Midinette du Midi, Bernadette Lafont, fille de pharmacien, prend des cours de danse à l'Opéra de Nîmes, et rêve de cinéma -en 1955, elle assiste, émerveillée, au tournage des Salauds vont en enfer avec son idole Marina Vlady. A 16 ans, elle rencontre Gérard Blain, comédien venu jouer dans la région. Grâce à celui qui deviendra brièvement son mari, elle côtoie, à Paris, les Jeunes Turcs de la Nouvelle Vague. Truffaut lui offre en 1957 son premier rôle dans le court métrage Les Mistons et la même année, elle tourne dans Le Beau Serge, coup d'essai, couronné de succès, de Claude Chabrol, un cinéaste qui lui sera toujours fidèle (Les Bonnes femmes, qui fait scandale en 1960, Inspecteur Lavardin en 1986).
Brune sensuelle qui ne s'en laisse pas conter, l'égérie de la Nouvelle Vague, vue dans L'Eau à la bouche, travaille bientôt avec les francs-tireurs Pollet et Garrel (Le Révélateur en 68), mais ces oeuvres novatrices n'attirent pas les foules. En 1969, son rôle de fille rebelle aux moeurs légères dans La Fiancée du pirate de Nelly Kaplan permet à Bernadette Lafont, incarnation du vent de liberté qui souffle alors sur la société, de renouer avec le succès. Héroïne en 1972 d'Une belle fille comme moi, la comédie de Truffaut, elle forme avec Léaud et Francoise Lebrun le trio amoureux de La Maman et la Putain, film-culte d'Eustache présenté à Cannes en 1973.
A partir des années 70, Bernadette Lafont alterne sans complexe les œuvres les plus pointues (Out 1 et Noroit du vieil ami Rivette, les films de Davila ou Zucca) et les comédies de Max Pécas ou Claude Confortès, un anticonformisme qui n'est pas pour déplaire à Jean-Pierre Mocky (Le Pactole en 1985). Confidente de L'Effrontée Charlotte Gainsbourg, Bernadette Lafont décroche pour cette prestation un césar du Meilleur second rôle en 1986. Dans les années 90, on retrouve son grain de folie et sa truculence chez Ruiz (Généalogies d'un crime en 1996), Bonitzer (Rien sur Robert en 1998) et la débutante Marion Vernoux (Personne ne m'aime en 1993). En 1995, elle apparaît dans la comédie dramatique Rainbow pour Rimbaud où elle retrouve Michel Galabru avec qui elle avait déjà tourné.

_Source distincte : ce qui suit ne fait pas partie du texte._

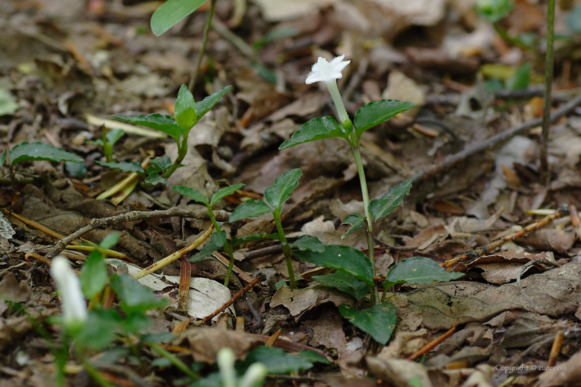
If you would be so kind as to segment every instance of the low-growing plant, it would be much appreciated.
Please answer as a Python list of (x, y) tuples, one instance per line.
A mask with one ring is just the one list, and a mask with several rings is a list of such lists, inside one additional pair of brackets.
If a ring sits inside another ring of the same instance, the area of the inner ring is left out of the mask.
[[(178, 156), (173, 163), (169, 157), (158, 158), (151, 160), (154, 165), (147, 169), (145, 182), (152, 185), (166, 184), (167, 178), (178, 169), (187, 154), (187, 136), (192, 128), (217, 104), (228, 93), (231, 86), (228, 86), (202, 101), (196, 102), (194, 96), (185, 85), (182, 85), (178, 93), (174, 105), (175, 118), (169, 115), (154, 113), (148, 115), (113, 115), (115, 118), (133, 124), (142, 125), (165, 133), (173, 138), (178, 146)], [(140, 166), (139, 167), (141, 169)], [(142, 173), (142, 169), (141, 169)]]

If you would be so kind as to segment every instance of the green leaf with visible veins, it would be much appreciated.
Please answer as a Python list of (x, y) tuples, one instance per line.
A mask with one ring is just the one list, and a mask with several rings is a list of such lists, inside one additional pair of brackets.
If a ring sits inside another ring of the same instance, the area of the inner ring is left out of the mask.
[(285, 172), (275, 180), (275, 184), (264, 190), (264, 199), (275, 209), (282, 208), (290, 194), (299, 186), (299, 179), (302, 176), (300, 168)]
[(353, 325), (384, 345), (389, 341), (398, 319), (398, 310), (389, 302), (378, 304), (365, 310), (358, 310), (350, 305), (343, 304), (339, 305), (339, 312)]
[(317, 266), (337, 269), (351, 274), (367, 286), (374, 286), (374, 267), (369, 258), (360, 250), (342, 245), (327, 245), (322, 253), (294, 252), (296, 256)]
[(214, 107), (214, 105), (219, 102), (220, 100), (222, 99), (222, 97), (224, 96), (224, 94), (230, 91), (231, 88), (231, 86), (227, 86), (222, 90), (216, 91), (212, 95), (208, 95), (199, 102), (196, 102), (196, 108), (198, 111), (198, 120), (199, 121), (205, 113), (209, 112), (210, 109)]
[(242, 202), (242, 204), (236, 207), (232, 211), (228, 222), (232, 223), (246, 219), (246, 218), (254, 218), (260, 216), (263, 214), (271, 212), (273, 210), (268, 205), (260, 199), (250, 199)]
[(403, 197), (409, 193), (412, 189), (412, 182), (409, 179), (391, 188), (389, 192), (383, 195), (380, 199), (374, 199), (369, 203), (369, 212), (376, 221), (387, 216), (391, 210), (401, 204)]
[(412, 256), (396, 263), (387, 273), (383, 285), (387, 290), (396, 283), (425, 285), (434, 281), (448, 282), (463, 275), (447, 272), (430, 258)]
[(185, 85), (180, 87), (174, 111), (176, 122), (186, 132), (189, 132), (198, 122), (198, 113), (194, 96)]
[(353, 122), (355, 126), (355, 134), (361, 137), (363, 132), (367, 129), (385, 122), (395, 115), (409, 110), (415, 106), (416, 104), (413, 102), (402, 102), (396, 100), (381, 100), (363, 105), (355, 113)]
[(245, 185), (246, 185), (243, 183), (240, 183), (234, 184), (234, 185), (230, 185), (228, 187), (225, 187), (224, 188), (221, 188), (220, 189), (216, 191), (216, 194), (212, 196), (212, 200), (210, 200), (210, 205), (217, 203), (228, 195), (232, 195)]
[(142, 114), (131, 116), (116, 115), (111, 117), (165, 133), (175, 140), (176, 142), (179, 142), (180, 136), (182, 134), (182, 129), (176, 120), (173, 117), (164, 114), (155, 113), (148, 115), (143, 115)]
[(156, 36), (161, 35), (205, 1), (206, 0), (167, 0), (160, 6), (151, 16), (151, 31)]
[(84, 160), (71, 152), (42, 142), (21, 142), (10, 150), (8, 161), (14, 165), (21, 161), (44, 160), (46, 161), (74, 161), (83, 162)]
[(313, 118), (293, 133), (290, 138), (283, 142), (279, 149), (290, 148), (298, 144), (303, 144), (322, 138), (341, 137), (349, 138), (349, 135), (345, 129), (339, 124), (332, 117), (317, 117)]
[(195, 202), (205, 204), (206, 205), (208, 205), (208, 196), (206, 196), (205, 194), (202, 194), (197, 189), (193, 189), (192, 188), (190, 188), (189, 187), (184, 187), (183, 185), (172, 187), (172, 189), (179, 194), (180, 195), (183, 195), (187, 198), (190, 198)]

Dans les années 2000, elle poursuit dans la comédie populaire avec Ripoux 3 de Claude Zidi. La sexagénaire, qui se voit décerner en 2003 un César d'honneur, inspire nombre de cinéastes de la jeune génération : veuve au grand cœur dans Les Petites couleurs de Patricia Plattner, elle campe une mère abusive dans Prête-moi ta main (2006), la comédie romantique décalée d'Eric Lartigau. En 2007, elle apparaît dans Broken English de Zoe R. Cassavetes, comédie amère sur l'importance des relations humaines.
En 2009, Bernadette Lafont prête pour la deuxième fois sa voix, cette fois pour un polar réalisé en dessin animé traditionnel en deux dimensions (Une vie de chat). En 2012, elle est Paulette, une vieille dame bourrue qui, pour s’en sortir financièrement, décide de se lancer dans le marché du cannabis... Elle décède le 5 juillet 2013 à l'âge de 74 ans, au terme d'une carrière longue de 56 ans. Son dernier film posthume est Attila Marcel de Sylvain Chomet.